I lived in Savannah Georgia from the early 1960s to 1975. I’ve gone back a time or two but the town of my boyhood no longer exists. In the 1960s downtown Savannah was a vibrant shopping district; Savannah got it’s first outlying mall in the early 1970s. The times I went back downtown was a ghost town and even the mall had been superceded by newer malls. The old brick-pile elementary and middle schools I attended are closed.

There’s also been a lot of development. Back in the day Savannah was damn near the only significant point of civilization between Hilton Head in South Carolina and Brunswick down the coast. Today there are a lot more roads and suburbs. Tybee Island was a half-developed rural town where mostly poor people lived; at some point it gentrified into expensive beach homes.

My Grandfathers house: This project started the year before my father did, and it is, dimensionaly the same today as it was years ago, but the tiny first floor looks nothing like it did, and after we sold it in the 1980’s the new owners blew off the room and added a second floor with 4 bedrooms upstairs. The Realtor photos look like they lowered the basement floor, but with all the photos shot wide angle, who knows. My grandfathers man cave, a/k/a the garages are gone.
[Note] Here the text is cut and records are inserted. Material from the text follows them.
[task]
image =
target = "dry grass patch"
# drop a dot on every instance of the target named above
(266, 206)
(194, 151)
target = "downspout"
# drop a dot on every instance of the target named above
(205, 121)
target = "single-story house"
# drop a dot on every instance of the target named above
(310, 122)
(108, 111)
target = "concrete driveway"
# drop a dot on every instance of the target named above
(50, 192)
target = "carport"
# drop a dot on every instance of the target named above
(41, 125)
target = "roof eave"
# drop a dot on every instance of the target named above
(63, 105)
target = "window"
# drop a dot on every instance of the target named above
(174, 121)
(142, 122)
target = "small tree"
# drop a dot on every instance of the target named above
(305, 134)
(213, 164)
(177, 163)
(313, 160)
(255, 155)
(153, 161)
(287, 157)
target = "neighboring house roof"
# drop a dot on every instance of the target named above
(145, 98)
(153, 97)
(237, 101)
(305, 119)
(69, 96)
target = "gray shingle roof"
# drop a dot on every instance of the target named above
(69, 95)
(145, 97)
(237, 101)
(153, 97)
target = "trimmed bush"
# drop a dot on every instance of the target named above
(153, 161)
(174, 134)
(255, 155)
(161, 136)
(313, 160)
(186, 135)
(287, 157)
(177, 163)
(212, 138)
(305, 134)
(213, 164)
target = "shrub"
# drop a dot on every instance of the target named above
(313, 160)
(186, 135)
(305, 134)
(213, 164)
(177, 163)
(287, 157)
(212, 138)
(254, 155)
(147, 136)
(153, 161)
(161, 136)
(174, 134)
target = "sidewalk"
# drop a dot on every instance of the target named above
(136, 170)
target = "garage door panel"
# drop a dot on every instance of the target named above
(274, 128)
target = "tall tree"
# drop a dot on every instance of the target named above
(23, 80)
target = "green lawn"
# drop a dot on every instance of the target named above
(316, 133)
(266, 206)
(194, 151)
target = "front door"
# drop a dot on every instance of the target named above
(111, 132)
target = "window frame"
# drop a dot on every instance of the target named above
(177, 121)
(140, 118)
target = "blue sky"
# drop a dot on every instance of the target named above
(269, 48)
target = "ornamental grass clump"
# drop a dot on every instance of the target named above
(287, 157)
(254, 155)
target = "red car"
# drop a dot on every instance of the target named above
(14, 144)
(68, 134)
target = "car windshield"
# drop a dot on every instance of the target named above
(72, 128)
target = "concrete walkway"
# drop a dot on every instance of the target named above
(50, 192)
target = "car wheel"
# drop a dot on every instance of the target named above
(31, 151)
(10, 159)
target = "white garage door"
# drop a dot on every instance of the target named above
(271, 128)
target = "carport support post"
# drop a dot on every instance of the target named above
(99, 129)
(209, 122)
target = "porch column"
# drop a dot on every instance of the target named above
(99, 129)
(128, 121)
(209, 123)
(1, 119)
I once did a Google streetview project of finding every house I ever lived in, back to the 30’s, in 17 states/provinces, about 40 of them. Only four were gone, the rest still there and recognizable.

Baseball HOFer and broadcaster Ralph Kiner is one who can’t. He was born in the New Mexico mining town of Santa Rita, the exact 3-dimensional site of which is now about 500 feet in the air above an open pit copper mine.